Tickets are available at www.cypresstrailsevents.com or at the gate. 

4. Getting there should be easier, safer…

If you are traveling this holiday, you will find the roads a little less crowded by construction work but more closely monitored by the NC Highway Patrol.

The N.C. Department of Transportation announced plans to open lanes that have been closed for construction on interstates and federal and state highways, today and through Dec. 28 and again Dec. 31 through Jan. 4. That does not include bridge replacement or long-term work where barricades can’t be removed.
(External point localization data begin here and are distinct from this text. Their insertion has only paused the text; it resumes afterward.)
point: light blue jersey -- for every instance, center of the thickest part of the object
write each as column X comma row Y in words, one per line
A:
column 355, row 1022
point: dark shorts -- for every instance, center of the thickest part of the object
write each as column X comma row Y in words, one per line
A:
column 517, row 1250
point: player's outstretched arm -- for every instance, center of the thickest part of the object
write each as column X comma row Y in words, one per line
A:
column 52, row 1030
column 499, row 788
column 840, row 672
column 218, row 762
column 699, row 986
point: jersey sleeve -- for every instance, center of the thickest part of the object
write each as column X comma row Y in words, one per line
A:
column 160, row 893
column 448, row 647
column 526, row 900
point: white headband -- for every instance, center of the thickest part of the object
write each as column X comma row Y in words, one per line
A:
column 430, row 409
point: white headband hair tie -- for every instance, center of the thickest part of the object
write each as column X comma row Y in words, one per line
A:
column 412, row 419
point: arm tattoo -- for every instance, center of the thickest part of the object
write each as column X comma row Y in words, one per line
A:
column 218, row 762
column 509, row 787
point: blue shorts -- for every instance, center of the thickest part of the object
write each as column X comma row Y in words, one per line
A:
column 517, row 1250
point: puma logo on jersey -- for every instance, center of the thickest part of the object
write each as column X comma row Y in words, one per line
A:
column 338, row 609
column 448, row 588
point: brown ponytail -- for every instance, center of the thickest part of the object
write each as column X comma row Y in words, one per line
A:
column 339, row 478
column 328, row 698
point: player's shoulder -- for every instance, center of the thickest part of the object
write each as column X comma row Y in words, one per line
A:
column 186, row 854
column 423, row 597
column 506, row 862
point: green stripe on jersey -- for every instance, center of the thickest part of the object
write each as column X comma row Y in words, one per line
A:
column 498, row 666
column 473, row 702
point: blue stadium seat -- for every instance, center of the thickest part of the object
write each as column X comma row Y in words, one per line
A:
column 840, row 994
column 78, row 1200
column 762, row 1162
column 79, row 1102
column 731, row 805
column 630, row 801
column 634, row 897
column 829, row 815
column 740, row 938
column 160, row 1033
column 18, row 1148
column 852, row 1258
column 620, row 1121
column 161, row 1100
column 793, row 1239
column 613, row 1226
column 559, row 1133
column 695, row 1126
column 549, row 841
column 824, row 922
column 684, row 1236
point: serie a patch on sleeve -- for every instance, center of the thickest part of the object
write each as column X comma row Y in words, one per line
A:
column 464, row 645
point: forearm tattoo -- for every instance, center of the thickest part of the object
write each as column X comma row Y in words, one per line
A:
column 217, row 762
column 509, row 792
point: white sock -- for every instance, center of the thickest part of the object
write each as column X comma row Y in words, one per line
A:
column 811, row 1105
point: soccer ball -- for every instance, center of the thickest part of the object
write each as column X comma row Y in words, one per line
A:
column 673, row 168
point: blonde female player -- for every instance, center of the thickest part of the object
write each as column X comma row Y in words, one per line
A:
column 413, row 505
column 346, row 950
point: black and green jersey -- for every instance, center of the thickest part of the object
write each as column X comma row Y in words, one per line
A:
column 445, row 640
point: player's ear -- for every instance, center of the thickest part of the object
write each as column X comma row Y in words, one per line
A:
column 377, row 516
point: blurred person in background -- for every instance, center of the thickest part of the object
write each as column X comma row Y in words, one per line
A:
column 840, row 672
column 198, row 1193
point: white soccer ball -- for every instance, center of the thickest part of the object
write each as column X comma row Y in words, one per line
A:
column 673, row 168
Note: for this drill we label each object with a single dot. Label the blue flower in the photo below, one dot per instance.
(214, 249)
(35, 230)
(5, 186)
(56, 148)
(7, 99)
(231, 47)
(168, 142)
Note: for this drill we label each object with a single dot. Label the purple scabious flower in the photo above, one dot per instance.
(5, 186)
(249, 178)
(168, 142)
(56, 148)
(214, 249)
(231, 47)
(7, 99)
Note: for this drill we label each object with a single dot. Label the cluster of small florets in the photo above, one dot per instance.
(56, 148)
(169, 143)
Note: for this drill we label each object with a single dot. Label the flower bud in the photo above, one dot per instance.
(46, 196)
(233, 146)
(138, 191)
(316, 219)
Before traveling, you can check the status of a route at DriveNC.gov. The NCHP is increasing its presence on heavily traveled state roads to promote safety and assist motorists. But that also means a crackdown on those driving while impaired through the “Booze It & Lose It” program. NCHP reminds drivers to ensure a safe ride home and encourages designated drivers to avoid alcohol and take that responsibility seriously. NCHP promises “extensive enforcement of impaired-driving laws.”

5. And cheaper

It’s Christmas week, and the usual trend of rising gasoline prices around holidays isn’t happening.

The average cost of a gallon of regular unleaded gasoline in the Greensboro area has fallen by 2.1 cents in the past week to $3.08, GasBuddy.com reported. Winston-Salem’s average is a little higher ($3.12), but its decline is greater (5.5 cents).

GasBuddy surveyed 586 stations in the area and found prices to be 11.7 cents per gallon lower than a month ago but $1.04 higher than in 2020. Prices range from $2.76 to $3.92, which matches the highest in North Carolina.

6. Surviving the COVID Christmas

And no matter if you travel or not, you likely will have to deal with COVID-19 and omicron and how they affect planned gatherings.

Duffy & Duffy, a medical malpractice law firm in New York, commissioned a survey of 3,758 respondents to ask how people will deal with unvaccinated family members who might be around their elderly relatives. Nearly 2 out of 3 (63%) of the respondents from North Carolina said they would consider not inviting unvaccinated guests to their family get-togethers.

Such decisions and the general frantic nature of the holidays could cause duress, of course, and David Gutterman, a clinical psychologist with LeBauer Behavioral Medicine, offers four tips for getting through the COVID-19-infected holidays:

  • Have reasonable expectations for the season. the following advice for navigating the holidays this year. Reinforce gratitude.
  • Set expectations about safety at holiday gatherings. Talk to each other ahead of time about what to expect.
  • Don’t dwell on disappointments. Focus on new experiences.
  • If you’re feeling overwhelmed, reach out for support.